MONTREAL - Garda World Security Corp. would have to pay a $10-million break fee if the security and logistics firm were to accept a superior takeover offer than the proposed $1.1-billion deal with its CEO and British private equity firm Apax Partners.
The company would also be obligated to pay an expense reimbursement fee of $3 million if the deal does not close under certain other circumstances, while Garda stands to receive $12 million if the purchasers fail to close the deal first announced earlier this month.
The details were included in a proxy circular Friday that was issued ahead of a planned Oct. 24 ratification vote by shareholders.
The Garda (TSX:GW) board of directors has unanimously recommended shareholders approve the privatization deal for the company, which was founded by chief executive Stephan Cretier in 1995.

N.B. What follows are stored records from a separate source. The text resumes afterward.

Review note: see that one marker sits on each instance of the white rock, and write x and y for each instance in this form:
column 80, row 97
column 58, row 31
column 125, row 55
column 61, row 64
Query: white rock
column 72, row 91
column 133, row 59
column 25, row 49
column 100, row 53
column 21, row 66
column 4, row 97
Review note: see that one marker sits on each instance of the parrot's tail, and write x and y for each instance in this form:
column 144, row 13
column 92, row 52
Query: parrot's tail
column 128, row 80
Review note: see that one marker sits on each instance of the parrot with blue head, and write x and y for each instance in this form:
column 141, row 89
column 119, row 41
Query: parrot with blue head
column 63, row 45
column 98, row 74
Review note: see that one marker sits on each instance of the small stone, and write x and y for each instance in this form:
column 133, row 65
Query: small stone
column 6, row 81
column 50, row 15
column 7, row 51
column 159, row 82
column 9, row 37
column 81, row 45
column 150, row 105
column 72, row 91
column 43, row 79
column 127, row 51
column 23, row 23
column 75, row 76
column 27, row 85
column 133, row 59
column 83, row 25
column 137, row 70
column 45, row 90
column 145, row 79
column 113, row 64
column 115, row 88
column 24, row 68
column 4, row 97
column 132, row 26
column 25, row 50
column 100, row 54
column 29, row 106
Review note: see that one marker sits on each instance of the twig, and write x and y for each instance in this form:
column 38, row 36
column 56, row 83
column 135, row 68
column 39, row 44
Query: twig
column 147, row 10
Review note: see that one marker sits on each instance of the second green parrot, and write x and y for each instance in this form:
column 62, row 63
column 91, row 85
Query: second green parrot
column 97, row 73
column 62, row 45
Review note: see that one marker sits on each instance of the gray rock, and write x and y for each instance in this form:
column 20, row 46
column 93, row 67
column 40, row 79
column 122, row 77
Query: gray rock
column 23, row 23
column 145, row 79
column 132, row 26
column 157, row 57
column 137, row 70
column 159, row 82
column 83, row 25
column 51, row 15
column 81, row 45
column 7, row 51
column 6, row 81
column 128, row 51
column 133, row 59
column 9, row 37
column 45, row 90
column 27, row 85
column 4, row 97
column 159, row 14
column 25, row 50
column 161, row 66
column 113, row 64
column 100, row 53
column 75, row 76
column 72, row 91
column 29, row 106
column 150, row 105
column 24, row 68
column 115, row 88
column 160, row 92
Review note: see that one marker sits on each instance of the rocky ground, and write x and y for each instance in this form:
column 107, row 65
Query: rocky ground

Under the proposed agreement, Crepax Acquisition — a joint venture between the Cretier Group and an Apax subsidiary — will pay $12 per share in cash for the shares they do not already hold and will assume $625 million of net debt.
Cretier, who owns a large stake in Garda, will retain a 24 per cent stake after the transaction, while Garda directors and key executives are also rolling over their shares for a total ownership stake of 27.2 per cent.
The CEO first learned about Apax's interest in Garda when a major Canadian bank approached him in early February. Cretier quickly met in Florida with Apax officials before agreeing to work together on a formal proposal that was submitted in July.
Cretier began developing a strategic plan to grow Garda in December, but concluded its capital structure and limited access to capital were roadblocks to achieving those plans.
"Mr. Cretier concluded that Garda would need a partner with a strong ability to fund the corporation’s growth plans in order to achieve these strategic initiatives," said the 154-page proxy circular send to shareholders.
Garda's board ultimately endorsed the transaction after Cretier indicated he would not support any alternative offer.
In the interim a special board committee hired outside experts, including UBS, which concluded the deal was fair from a financial point of view to shareholders other than those participating in the transaction.
Desjardins Capital Markets, which was paid $750,000 to review several other Canadian deals, pegged Garda's fair market value at between $10.75 and $12.25 per share.
The new owners have commitments from Bank of America and the Royal Bank of Canada to provide up to US$350 million of debt financing. Apax will provide $280 million to finance the transaction and the reverse termination fee.
Under an employment contract, Cretier would remain chief executive and retain his existing base salary of $600,000 a year. He would also be eligible for an annual cash bonus of up to $500,000 plus a semi-annual cash bonus of up to $500,000 for achieving certain performance objectives.
Moody's Investors Service has placed Garda's debt under review for possible downgrade while it examines potential changes to Garda's capital structure, its appetite for acquisitions as a private company and the impact the transaction would have on its liquidity.
Martin Landry of GMP Securities has called the transaction "opportunistic" given Garda's accelerating growth.
The company reported the highest EBITDA earnings growth in four years and its strongest organic revenue growth in more than five years.
Without the takeout offer, Landry said he would have expected Garda's share price to have performed well and profits to continue growing by at least double digits. But he added the offer represents full value given the low likelihood of competing bids.
Garda shares were unchanged at $11.93 on the Toronto Stock Exchange on Friday.
Note to readers: This is a corrected story. An earlier version incorrectly stated the amount that could be owed under the break fee.